地中梁のコンクリート打設足場に問題
千葉県の工業団地に食品工場を建設する現場において、「工程短縮」と「コスト削減」を実現したアイディアを紹介します。
現場は、200m×200mぐらいの敷地に90m×60m、一部2階、鉄骨造の建物を建設する工事でした。最初は何の問題もなく、杭打ち、根切工事が終わり、地中梁の配筋、型枠の作業へと工事は進んでいきました。しかし、地中梁のコンクリート打設が始まろうとした頃、ある問題が起こったのです。
地中梁のコンクリート打設は、下図のように、全体を3つのブロックに分けて行います。そして、コンクリート打設用の足場の組立て手配は、当然、私たち鳶の会社に来ると思っていました。しかし、この現場の主任は「今回はコンクリート打設用足場の組立ても含めて、土工にお願いした」と言ってきたのです。私は信じられない気持ちでしたが、担当の主任がそう言うのであれば、しょうがないと思い、しばらく、その後の工事状況を見守ることにしました。

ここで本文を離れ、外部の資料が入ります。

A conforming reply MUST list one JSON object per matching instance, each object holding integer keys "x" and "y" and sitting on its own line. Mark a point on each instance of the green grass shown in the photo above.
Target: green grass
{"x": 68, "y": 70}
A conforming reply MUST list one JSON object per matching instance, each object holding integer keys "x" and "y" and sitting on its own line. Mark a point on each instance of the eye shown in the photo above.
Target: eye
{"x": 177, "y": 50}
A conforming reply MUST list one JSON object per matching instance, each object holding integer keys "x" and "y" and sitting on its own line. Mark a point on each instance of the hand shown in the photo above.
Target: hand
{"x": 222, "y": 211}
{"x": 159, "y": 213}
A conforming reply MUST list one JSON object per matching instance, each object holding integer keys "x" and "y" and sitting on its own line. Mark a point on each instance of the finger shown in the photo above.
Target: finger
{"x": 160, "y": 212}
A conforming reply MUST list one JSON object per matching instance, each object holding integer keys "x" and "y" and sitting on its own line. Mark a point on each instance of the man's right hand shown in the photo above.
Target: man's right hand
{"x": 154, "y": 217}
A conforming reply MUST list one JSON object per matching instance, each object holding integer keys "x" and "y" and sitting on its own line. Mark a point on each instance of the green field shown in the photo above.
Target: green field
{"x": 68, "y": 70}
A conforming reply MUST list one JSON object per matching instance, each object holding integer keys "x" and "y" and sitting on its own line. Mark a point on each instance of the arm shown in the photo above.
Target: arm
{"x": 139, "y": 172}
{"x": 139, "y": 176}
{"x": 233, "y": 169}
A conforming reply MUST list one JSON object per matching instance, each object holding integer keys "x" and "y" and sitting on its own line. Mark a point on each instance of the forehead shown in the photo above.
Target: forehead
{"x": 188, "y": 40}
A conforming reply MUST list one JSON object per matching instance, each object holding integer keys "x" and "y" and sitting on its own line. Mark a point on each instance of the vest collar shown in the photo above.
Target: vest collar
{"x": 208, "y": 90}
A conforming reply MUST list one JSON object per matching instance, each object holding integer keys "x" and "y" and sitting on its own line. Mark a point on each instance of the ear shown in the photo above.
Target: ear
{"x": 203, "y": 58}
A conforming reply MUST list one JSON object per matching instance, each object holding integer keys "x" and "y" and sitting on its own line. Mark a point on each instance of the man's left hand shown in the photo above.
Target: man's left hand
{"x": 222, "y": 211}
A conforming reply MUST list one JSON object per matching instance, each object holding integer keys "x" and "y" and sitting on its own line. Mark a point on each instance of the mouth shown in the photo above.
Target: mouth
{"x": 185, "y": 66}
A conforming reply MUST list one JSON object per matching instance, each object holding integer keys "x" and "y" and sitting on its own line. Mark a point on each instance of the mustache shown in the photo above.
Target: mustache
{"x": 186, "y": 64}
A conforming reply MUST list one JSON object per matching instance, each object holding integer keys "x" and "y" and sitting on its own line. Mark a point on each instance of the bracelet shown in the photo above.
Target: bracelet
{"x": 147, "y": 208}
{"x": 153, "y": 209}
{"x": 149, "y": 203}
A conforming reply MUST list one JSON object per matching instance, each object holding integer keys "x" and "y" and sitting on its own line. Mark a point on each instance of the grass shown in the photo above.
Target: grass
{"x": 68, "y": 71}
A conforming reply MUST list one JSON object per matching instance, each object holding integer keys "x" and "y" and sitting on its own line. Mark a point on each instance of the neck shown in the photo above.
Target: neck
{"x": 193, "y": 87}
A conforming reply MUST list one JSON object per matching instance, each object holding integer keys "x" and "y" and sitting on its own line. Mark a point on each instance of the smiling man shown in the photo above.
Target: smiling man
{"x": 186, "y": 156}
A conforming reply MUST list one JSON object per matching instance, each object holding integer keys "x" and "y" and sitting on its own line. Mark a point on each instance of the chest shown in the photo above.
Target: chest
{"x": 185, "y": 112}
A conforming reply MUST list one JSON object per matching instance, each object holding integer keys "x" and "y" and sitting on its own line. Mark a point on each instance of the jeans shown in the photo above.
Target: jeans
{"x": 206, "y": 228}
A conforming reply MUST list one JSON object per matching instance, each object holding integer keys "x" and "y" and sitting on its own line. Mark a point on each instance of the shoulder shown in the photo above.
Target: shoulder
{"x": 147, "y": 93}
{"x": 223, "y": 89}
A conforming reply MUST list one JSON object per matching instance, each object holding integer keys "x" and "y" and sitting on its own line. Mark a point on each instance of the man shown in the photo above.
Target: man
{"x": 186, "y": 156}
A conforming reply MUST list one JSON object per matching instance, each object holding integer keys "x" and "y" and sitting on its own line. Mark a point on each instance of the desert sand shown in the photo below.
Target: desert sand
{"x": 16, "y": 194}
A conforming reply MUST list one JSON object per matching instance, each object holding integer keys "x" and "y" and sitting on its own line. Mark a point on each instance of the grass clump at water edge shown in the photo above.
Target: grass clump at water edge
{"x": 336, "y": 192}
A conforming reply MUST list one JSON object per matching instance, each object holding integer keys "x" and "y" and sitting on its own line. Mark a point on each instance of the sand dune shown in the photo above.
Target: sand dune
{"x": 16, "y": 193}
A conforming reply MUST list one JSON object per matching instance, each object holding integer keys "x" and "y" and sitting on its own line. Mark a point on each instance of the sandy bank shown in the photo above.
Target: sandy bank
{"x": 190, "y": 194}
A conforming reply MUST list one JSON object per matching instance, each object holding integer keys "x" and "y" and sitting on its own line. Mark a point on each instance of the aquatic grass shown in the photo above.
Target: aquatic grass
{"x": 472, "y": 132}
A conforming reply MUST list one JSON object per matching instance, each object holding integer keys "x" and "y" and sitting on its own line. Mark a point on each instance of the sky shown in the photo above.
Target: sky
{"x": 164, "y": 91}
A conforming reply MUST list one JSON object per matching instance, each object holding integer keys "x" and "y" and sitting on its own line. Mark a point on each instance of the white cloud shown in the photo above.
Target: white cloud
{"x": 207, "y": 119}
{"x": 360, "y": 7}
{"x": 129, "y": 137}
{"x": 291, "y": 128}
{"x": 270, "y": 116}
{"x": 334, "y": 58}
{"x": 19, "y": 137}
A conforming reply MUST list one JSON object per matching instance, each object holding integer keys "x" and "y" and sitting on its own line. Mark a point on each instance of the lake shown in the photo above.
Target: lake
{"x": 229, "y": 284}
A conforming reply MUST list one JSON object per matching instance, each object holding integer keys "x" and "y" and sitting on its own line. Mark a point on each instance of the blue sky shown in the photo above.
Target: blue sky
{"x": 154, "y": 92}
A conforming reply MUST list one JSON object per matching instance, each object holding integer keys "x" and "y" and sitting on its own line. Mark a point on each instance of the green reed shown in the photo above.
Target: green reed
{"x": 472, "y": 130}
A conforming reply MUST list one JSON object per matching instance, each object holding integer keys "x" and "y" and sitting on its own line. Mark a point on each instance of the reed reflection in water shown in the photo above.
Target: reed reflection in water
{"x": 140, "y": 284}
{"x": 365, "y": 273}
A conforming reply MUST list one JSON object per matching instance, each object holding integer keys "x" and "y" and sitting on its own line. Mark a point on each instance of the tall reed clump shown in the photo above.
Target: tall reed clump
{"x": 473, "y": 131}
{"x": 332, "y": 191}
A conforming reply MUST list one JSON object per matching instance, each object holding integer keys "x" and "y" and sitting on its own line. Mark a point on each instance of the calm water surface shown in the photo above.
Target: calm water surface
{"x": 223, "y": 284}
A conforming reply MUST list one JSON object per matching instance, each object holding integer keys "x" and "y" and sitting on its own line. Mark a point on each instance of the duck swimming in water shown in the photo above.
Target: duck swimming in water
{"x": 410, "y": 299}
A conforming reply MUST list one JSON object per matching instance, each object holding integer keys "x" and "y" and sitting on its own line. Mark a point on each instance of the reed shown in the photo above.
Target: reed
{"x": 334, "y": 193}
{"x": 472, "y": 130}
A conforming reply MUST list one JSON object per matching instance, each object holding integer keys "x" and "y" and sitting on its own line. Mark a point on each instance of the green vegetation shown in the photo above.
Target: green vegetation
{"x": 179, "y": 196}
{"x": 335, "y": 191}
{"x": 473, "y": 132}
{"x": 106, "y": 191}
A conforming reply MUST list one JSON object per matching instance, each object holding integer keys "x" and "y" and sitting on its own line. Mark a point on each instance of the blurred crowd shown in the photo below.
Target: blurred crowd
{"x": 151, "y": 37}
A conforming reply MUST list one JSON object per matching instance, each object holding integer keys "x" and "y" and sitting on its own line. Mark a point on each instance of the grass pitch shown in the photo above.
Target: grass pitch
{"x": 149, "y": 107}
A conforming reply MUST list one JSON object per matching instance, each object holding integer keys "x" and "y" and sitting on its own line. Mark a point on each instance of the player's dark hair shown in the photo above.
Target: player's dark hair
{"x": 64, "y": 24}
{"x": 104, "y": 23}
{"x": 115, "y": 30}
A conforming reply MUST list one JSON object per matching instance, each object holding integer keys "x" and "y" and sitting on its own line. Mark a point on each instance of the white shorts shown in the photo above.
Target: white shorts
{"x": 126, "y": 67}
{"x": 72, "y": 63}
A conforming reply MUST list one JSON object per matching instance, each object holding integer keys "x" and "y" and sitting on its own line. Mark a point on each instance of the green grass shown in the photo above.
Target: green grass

コンクリート打設足場は、マスの大きさによって、枠組みや単管で組まれていきます。
型枠の作業が終わると、次に足場材の投入がクレーンで行われますが、資材を受け取る作業員は、高さ2mの梁筋の上を歩きながら移動し、吊り荷を抑えたり、合図を送ったりするため、とても危険です。降ろした足場材の玉掛けを外すために、型枠をよじ登ったり、降りたりを繰り返します。
しかも、この時点で型枠の押し引きのためにサポートやチェンがあり、足場材を置く場所にも悩みます。一旦置いた資材は足場を組むのに邪魔で、何度も移動するということが発生します。
さらに、型枠に差し込みタイプのブラケットは、群馬県からの取り寄せになり、最短2日もかかるため、結局、全体の3分の1のコンクリート打設足場を架けるのに、50tラフター2台×3日間、土工10人×4日間もかかりました。これは大きな無駄だと言わざるを得ません。